Although developed by Japanese pharmaceutical company Ostuka, Bristol-Myers Squibb partnered with the company to market this antipsychotic. Approved to treat schizophrenia and bipolar disorder, Abilify has been put under scrutiny for some unusual side effects. There have been many reports that it can increase the risk of developing a compulsive gambling or eating disorder in patients who take it.
Bristol-Myers Squibb has also come under fire for the way it marketed Abilify. The company marketed the drug for off-label uses, including treating psychiatric disorders in children and in older adults with dementia. While doctors may prescribe drugs off-label, it is illegal for companies to market drugs for any use not approved by the FDA.
Fraud and FDA Warnings
Bristol-Myers Squibb has made a few missteps over the years, and have been caught in some cases and charged with fraud. In one instance the company was accused of channel stuffing, a type of accounting fraud that involves convincing customers to buy more product than they need just to meet sales goals. In 2001 the company was accused of doing this to the tune of $2 billion. Investigations by the U.S. Department of Justice and Securities and Exchange Commission resulted in fraud charges and fines over $800 million.

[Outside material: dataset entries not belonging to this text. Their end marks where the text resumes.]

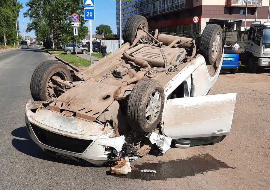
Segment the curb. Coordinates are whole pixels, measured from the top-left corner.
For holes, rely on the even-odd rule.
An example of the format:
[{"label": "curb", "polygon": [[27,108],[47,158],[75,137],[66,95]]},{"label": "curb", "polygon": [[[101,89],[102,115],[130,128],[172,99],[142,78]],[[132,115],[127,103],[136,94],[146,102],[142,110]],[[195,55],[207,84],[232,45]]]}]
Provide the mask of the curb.
[{"label": "curb", "polygon": [[[51,55],[52,54],[51,54]],[[69,63],[65,60],[62,59],[57,56],[56,56],[55,58],[65,65],[68,66],[76,72],[78,72],[80,71],[80,70],[77,68],[75,66],[73,65],[72,64],[70,63]]]},{"label": "curb", "polygon": [[49,54],[50,54],[50,55],[52,55],[52,53],[51,52],[49,52],[49,51],[48,51],[48,50],[45,50],[45,51],[46,51],[46,52],[47,52],[47,53],[49,53]]}]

Other fraud charges resulted in more than $500 million in fines and payments for Bristol-Myers Squibb between 1994 and 2005. Some of these charges included overcharging the government for drugs, paying kickbacks and consulting fees to doctors and other health care professionals to induce them to prescribe their drugs, misreporting the best price for an antidepressant called Serzone for Medicaid, and inflating the prices on oncology and other drugs for government health care programs.

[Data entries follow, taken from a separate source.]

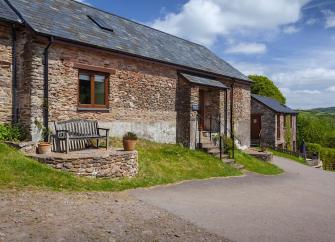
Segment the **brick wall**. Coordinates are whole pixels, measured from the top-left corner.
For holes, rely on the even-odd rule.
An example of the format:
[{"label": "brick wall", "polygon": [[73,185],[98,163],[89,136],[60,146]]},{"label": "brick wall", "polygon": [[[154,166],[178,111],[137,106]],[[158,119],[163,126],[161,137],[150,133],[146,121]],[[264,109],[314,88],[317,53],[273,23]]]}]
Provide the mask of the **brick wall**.
[{"label": "brick wall", "polygon": [[234,85],[234,131],[242,145],[250,146],[250,85]]},{"label": "brick wall", "polygon": [[12,38],[10,25],[0,23],[0,123],[12,120]]},{"label": "brick wall", "polygon": [[261,114],[261,145],[274,146],[276,144],[276,114],[263,104],[251,99],[251,113]]}]

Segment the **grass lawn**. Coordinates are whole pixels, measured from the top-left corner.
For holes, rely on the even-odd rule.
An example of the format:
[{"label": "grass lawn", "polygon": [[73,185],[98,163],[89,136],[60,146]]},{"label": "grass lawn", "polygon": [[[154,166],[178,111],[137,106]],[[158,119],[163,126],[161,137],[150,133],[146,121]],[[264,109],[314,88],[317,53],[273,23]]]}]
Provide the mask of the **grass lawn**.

Bristol-Myers Squibb has faced a number of lawsuits over the years, and if you have been harmed by one of their drugs, you too could file a lawsuit and seek compensation. For off-label marketing of Abilify the company had to pay over $515 million in settlement fees and fines. Byetta and Bydureon have triggered individual lawsuits from patients who claim the company did not adequately warn of the risks of pancreatitis and pancreatic cancer. Lawsuits over Eliquis claim that there were not adequate warnings about the risk of excessive bleeding and the fact that there is no antidote to reverse the action of the drug.

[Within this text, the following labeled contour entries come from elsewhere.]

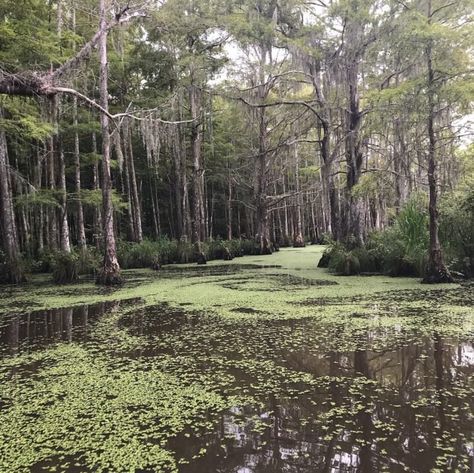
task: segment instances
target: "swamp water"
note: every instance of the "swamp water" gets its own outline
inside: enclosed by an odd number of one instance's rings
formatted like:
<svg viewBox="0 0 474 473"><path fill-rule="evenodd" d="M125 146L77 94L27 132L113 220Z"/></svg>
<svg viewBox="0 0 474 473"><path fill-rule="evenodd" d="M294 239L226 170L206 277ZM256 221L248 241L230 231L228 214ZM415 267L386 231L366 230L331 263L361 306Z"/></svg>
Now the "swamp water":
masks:
<svg viewBox="0 0 474 473"><path fill-rule="evenodd" d="M336 278L318 254L4 312L0 472L471 471L473 288Z"/></svg>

In addition to the lawsuits over dangerous drugs, Bristol-Myers Squibb has faced suits brought by the government over a number of fraud charges. The company was found guilty in most of these and has had to pay the federal government several hundreds of millions of dollars for overcharging, misrepresenting prices, and other fraud offenses and unethical practices. In spite of all the problems it has faced, Bristol-Myers Squibb has a strong research core and continues to grow and profit.